Organizers reported the 2012 Saline Celtic Festival was a “home run."
Bob Rash, of festival’s organizing committee, said crowds and revenue were up at Saline’s annual summer festival, which began as a way to celebrate the city’s sister city relationship with Brecon, Wales. The festival committee will ask city council to approve July 12-13 as the dates for the 2013 event.
Early in 2011, the city-owned festival survived a 4-3 vote at the council table. Since then, organizers say, a new and more focused approach has helped put the festival on sturdy ground.

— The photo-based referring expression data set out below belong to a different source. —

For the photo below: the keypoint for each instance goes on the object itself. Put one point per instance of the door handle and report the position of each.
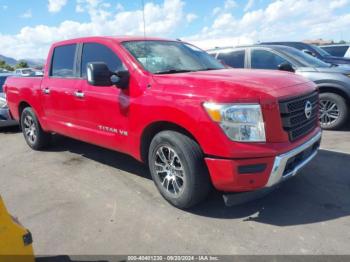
(46, 91)
(79, 94)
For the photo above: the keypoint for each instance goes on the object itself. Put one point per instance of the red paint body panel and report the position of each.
(173, 98)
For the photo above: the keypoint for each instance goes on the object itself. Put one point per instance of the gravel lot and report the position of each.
(80, 199)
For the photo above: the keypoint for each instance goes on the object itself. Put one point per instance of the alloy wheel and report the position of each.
(30, 129)
(170, 170)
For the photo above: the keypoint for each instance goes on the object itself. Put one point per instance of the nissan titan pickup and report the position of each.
(195, 123)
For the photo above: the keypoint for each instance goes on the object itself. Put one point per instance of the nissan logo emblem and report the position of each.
(308, 109)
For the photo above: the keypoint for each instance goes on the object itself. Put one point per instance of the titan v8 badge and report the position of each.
(113, 130)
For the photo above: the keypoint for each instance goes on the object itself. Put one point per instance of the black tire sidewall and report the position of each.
(192, 168)
(41, 138)
(343, 110)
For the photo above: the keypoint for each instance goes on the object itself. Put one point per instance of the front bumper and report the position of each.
(6, 118)
(243, 175)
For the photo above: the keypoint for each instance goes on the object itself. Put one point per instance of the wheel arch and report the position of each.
(156, 127)
(21, 106)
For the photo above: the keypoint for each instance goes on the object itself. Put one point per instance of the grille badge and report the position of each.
(308, 109)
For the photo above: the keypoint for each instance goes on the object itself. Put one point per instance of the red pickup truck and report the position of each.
(171, 105)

Rash told city council that more than 4,000 people attended the festival, up by 19 percent. Advance ticket sales were up 19 percent. Total ticket sales were up 15 percent. In all, the festival generated $70,000 in revenue and broke even. The Friends of the Festival non-profit group reported $38,000 in revenue and $19,000 in costs. After paying $10,000 to the City of Saline to ensure the festival broke even, the friends banked $8,285 for future use.
“It’s a real testimony to the work people put forward, to the sponsorships, to our attention to details and to keeping our expenses under control,” Rash told council. “We hit a home run.”
Rash said organizers have been busy re-inventing the annual affair for the last two years. In 2011, they did a good job, but not a great job, he said. Organizers came up with a list of goals for the 2012 festival. Rash checked them off, one-by-one, at Monday’s meeting:
· Less cost to the city
· Create a foundation to build reserves to survive a bad year
· A more business-like approach
· Better marketing
· Increased corporate sponsorships
· More downtown –related activities
· Product line management
· Application for grants
Rash said 2012 was a year of change for the festival. An impressive roster of musical groups allowed the festival to continue into the evening on Saturday for the first time.
“I don’t think I’ve ever seen the music tent as full as it was during the Eileen Ivers concert,” Rash said.
New park layout that allowed festival-goers to walk around with alcoholic drinks also helped, Rash said.
The festival worked with Saline Main Street and merchants to coordinate a Celtic-inspired Summer Music Series event downtown on the Thursday prior to the event. Rash said marketing was improved with billboards up on i-94 and US-23.
Sponsorships from Ann Arbor Beverage Company, Wireless Zone of Saline and the Michigan Council of the Arts and Cultural Affairs bolstered the festival’s finances. Wireless Zone of Saline also provided $25 gift certificates to each of the 250 festival volunteers.
Rash cautioned the home runs don’t happen every year, because of the weather and other factors. He also noted that 250 people volunteered on the day of the festival and that over 2,800 of hours were volunteered. On top of that, a handful of organizers put in hundreds of hours of volunteering.
“It’s a lot of work and you have to ask, ‘at what cost?’” Rash said.
Rash said he’d like to see the event mesh in some way with Saline Main Street and the downtown community be more appreciative of the festival.
“There’s still this dichotomy between downtown festivals and the one that happens way over on the other side of town (Celtic Festival). I’d like to see that stop,” Rash said. “This is held to benefit the city.”
Rash also thanked Mayor Gretchen Driskell for her steadfast support of the Celtic Festival over the years.
“I want to offer my heartfelt thanks for all your efforts through the years. Through the festival’s ups and downs, you’ve been there every year for us, at opening ceremonies, participating in events, and you’ve been there on Sunday mornings to help clean up, which is the hardest one of all,” Rash said.
Council member Brian Marl, emcee of the event in 2012, applauded the efforts of the organizers, saying improved layouts, credit card functionality and corporate sponsorships were indicative of the improved festival.
Council member James Roth, who served on the festival’s executive committee for many years, said it’s always been heartwarming to see how many people volunteer for the festival. He said he would like a work session to go over the numbers before approving the dates.
Council member Jim Peters said many people told him this year’s festival was the best they’d ever seen.
Driskell said everyone in the city appreciates the hours that go into putting the event on.
“We’ve done the economic analysis and we know that the festival brings a lot of people here, “ Driskell said. “I like the way we continually reinvent the festival. I thought the new fencing and layout seemed risky this year, but it was really well done.”